Rafael: Qu’est-ce qui vous excite le plus dans votre participation au réseau ?

Romina: «La construction collective, basée sur le respect, la reconnaissance, les liens personnels qui se tissent, dans le cadre d’un espace où nous nous rencontrons pour des ‘raisons professionnelles’ spécifiques du domaine culturel et dans le contexte de la situation des femmes au niveau mondial (…) C’est un espace où le politique et l’individuel vont de pair. Nous bâtissons une communauté de femmes, qui travaillent ensemble, en faveur des droits de toutes les femmes».

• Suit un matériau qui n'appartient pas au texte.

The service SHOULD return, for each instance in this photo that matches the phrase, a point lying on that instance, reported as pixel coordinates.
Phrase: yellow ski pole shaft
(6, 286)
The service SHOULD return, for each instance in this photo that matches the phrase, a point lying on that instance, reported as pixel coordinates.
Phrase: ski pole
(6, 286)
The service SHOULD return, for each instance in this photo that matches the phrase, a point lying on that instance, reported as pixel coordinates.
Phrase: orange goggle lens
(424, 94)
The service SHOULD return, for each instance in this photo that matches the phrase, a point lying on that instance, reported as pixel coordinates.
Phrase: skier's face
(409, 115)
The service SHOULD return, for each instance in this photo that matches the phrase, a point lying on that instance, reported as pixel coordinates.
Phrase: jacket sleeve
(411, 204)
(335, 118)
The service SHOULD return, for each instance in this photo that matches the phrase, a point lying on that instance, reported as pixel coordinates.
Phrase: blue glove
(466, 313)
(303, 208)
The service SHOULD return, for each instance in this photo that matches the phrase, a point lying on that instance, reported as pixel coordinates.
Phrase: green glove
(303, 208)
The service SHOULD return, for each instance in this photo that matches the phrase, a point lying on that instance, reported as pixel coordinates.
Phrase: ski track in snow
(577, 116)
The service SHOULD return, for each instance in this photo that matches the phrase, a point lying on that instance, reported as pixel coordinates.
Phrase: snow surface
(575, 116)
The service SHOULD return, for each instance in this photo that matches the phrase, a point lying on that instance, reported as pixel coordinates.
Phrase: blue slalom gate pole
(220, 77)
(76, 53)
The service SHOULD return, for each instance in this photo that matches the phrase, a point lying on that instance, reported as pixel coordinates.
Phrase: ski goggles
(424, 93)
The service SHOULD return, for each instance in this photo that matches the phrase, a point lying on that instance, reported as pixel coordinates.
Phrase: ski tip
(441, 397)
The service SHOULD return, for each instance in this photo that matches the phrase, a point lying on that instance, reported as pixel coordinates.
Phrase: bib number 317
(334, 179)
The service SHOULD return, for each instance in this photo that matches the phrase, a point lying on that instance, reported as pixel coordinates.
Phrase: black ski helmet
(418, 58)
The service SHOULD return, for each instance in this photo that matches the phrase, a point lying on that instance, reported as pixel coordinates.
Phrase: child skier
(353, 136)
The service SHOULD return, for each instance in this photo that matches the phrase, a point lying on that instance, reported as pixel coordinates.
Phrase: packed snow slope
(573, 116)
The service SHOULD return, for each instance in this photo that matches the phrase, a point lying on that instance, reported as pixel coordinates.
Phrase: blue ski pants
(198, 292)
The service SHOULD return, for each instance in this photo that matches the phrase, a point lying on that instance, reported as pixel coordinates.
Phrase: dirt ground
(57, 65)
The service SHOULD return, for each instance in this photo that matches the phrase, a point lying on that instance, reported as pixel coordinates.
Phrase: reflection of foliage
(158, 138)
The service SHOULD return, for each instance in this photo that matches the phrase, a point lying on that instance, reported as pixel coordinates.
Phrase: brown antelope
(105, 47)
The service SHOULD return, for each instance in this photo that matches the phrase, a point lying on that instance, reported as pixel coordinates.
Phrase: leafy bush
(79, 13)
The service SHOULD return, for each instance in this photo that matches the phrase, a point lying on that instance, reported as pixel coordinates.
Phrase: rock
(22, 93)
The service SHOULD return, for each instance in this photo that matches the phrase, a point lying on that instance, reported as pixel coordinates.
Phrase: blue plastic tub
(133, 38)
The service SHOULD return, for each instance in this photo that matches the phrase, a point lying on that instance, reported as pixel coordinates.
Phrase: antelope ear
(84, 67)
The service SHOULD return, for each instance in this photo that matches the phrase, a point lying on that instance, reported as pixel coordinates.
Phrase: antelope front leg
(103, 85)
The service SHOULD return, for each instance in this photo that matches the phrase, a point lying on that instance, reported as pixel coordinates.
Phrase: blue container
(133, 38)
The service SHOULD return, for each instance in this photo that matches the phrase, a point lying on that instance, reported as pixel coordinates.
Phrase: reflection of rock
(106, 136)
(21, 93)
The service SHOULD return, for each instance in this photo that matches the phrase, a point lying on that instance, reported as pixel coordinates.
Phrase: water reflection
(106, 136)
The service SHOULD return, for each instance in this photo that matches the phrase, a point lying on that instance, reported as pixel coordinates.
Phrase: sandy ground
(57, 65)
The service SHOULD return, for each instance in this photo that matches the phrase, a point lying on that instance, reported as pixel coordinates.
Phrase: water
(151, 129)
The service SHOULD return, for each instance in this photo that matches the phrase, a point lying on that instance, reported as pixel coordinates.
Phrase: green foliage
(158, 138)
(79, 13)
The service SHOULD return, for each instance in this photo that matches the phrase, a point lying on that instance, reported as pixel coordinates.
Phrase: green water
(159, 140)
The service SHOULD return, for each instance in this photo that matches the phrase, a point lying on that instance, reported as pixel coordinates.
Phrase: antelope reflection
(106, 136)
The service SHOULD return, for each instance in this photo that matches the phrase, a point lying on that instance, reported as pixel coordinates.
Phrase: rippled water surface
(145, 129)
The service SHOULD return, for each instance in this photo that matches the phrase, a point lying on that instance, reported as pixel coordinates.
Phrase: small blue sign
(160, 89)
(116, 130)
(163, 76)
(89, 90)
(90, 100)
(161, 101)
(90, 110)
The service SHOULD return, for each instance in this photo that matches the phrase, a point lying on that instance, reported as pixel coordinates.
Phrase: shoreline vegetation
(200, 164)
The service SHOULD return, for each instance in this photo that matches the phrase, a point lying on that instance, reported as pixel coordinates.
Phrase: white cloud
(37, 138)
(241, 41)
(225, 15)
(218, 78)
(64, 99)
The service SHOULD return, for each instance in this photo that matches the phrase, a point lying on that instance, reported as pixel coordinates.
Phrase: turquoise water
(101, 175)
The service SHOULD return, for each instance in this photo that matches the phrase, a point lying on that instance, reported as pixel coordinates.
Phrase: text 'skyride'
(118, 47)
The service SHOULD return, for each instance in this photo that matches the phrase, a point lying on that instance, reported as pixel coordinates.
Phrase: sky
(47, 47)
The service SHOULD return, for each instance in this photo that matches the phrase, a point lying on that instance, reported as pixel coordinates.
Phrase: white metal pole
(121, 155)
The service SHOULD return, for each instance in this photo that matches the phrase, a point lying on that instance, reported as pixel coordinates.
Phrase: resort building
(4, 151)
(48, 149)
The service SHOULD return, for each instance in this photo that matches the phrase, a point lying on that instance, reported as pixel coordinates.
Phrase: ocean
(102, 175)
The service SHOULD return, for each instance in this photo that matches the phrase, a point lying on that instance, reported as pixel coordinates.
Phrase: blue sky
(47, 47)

Susana: «Moi, ce qui m’enthousiasme le plus… c’est l’enthousiasme du réseau! C’est comme si nous étions de vieilles amies qui se retrouvent, et à chaque fois c’est nouveau, c’est généreux; personne n’est pas là pour briguer une chaire, on dit ce qu’on pense, on pose des questions, on partage, on visite. Cela me rend heureuse. Cela nous permet de prendre de l’air et de redémarrer (…), et nous incite à nous dépasser et à ne pas tomber dans des stéréotypes: ne pas préjuger, tête et corps disponibles pour recevoir, modifier, donner… nous participons à un voyage de découverte à chaque fois».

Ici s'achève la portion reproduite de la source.